Dolores, 84, was initially resistant. She told Priya that technology was for young people and that she had gotten along just fine without it for eight decades. Priya did not argue with her. She simply invited her to sit in and watch. Three sessions later, Dolores was texting her daughter in Puerto Rico.
“She never made me feel stupid,” Dolores said. “That is the thing. I have felt stupid about this stuff my whole life. And she just made it feel normal.”
The Loneliness Nobody Talks About
What Priya is addressing, whether she frames it this way or not, is one of the most significant and underreported health crises affecting older adults: social isolation.
Research from the National Institute on Aging has found that prolonged loneliness in older adults is associated with a 26 percent increased risk of premature death, higher rates of depression and anxiety, accelerated cognitive decline, and worsened physical health outcomes across the board. For many elderly people living alone, the phone is not just a convenience. It is a lifeline.
And yet millions of older adults remain on the wrong side of the digital divide, not because they are incapable of learning, but because no one has ever taken the time to teach them in a way that respects their intelligence and their pace.
Priya is not a tech professional. She works in marketing. She does not have a background in education or gerontology. What she has is time, willingness, and the kind of empathy that turns a hallway into a classroom.
Lessons That Go Both Ways
Something Priya did not expect: how much she would learn in return.
“Gloria has taught me three recipes. Martin tells me stories about what this city looked like in the 1970s. Dolores taught me how to make a specific kind of embroidery stitch her mother taught her in Puerto Rico.” She pauses. “I came in thinking I was going to give them something. But honestly, they have given me so much more.”

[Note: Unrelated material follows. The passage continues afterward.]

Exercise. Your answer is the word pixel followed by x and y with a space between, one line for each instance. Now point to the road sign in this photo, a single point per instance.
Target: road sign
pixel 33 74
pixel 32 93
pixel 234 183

This is the part of the story that tends to get lost when we talk about helping the elderly. We frame it as charity, as service, as the young helping the old. But genuine connection does not flow in one direction. The exchange is real. The enrichment is mutual.
What You Can Do Right Now
Priya’s story is not extraordinary because she had special skills or resources. It is extraordinary because she simply decided to pay attention and then act on what she saw. That is something anyone can do.
Here are a few ways you can take a page from her approach:
- Start with one person. You do not need a program or a whiteboard. Find one older neighbor, family member, or community member who struggles with technology and offer one hour of your time.
- Ask before assuming. Find out what they actually want to learn, not what you think they should know. Video calls to family are almost always the top priority.
- Print instructions in large fonts. Simple, physical cheat sheets they can keep by their device make an enormous difference in building independence.
- Be patient without being condescending. There is a difference between slowing down out of respect and slowing down out of pity. People can feel the difference.
- Make it social. Group settings reduce shame, create community, and make the whole experience far more enjoyable for everyone involved.
A Simple Tuesday Afternoon
This past Tuesday, Priya set up the common room as she always does. Nine residents filed in, including a new addition, a 71-year-old man named Frank who had just moved in from a nursing facility and had not spoken to his son in over two months.
By the end of the session, Frank had his son’s number saved under a new contact name he typed in himself: “My boy.”
He called him right there in the common room, surrounded by people who understood exactly what that moment meant. And when his son picked up and said, “Dad, is that really you?” the room went very quiet in the best possible way.
Priya did not take credit. She never does. She just started packing up the folding chairs and told everyone she would see them Thursday.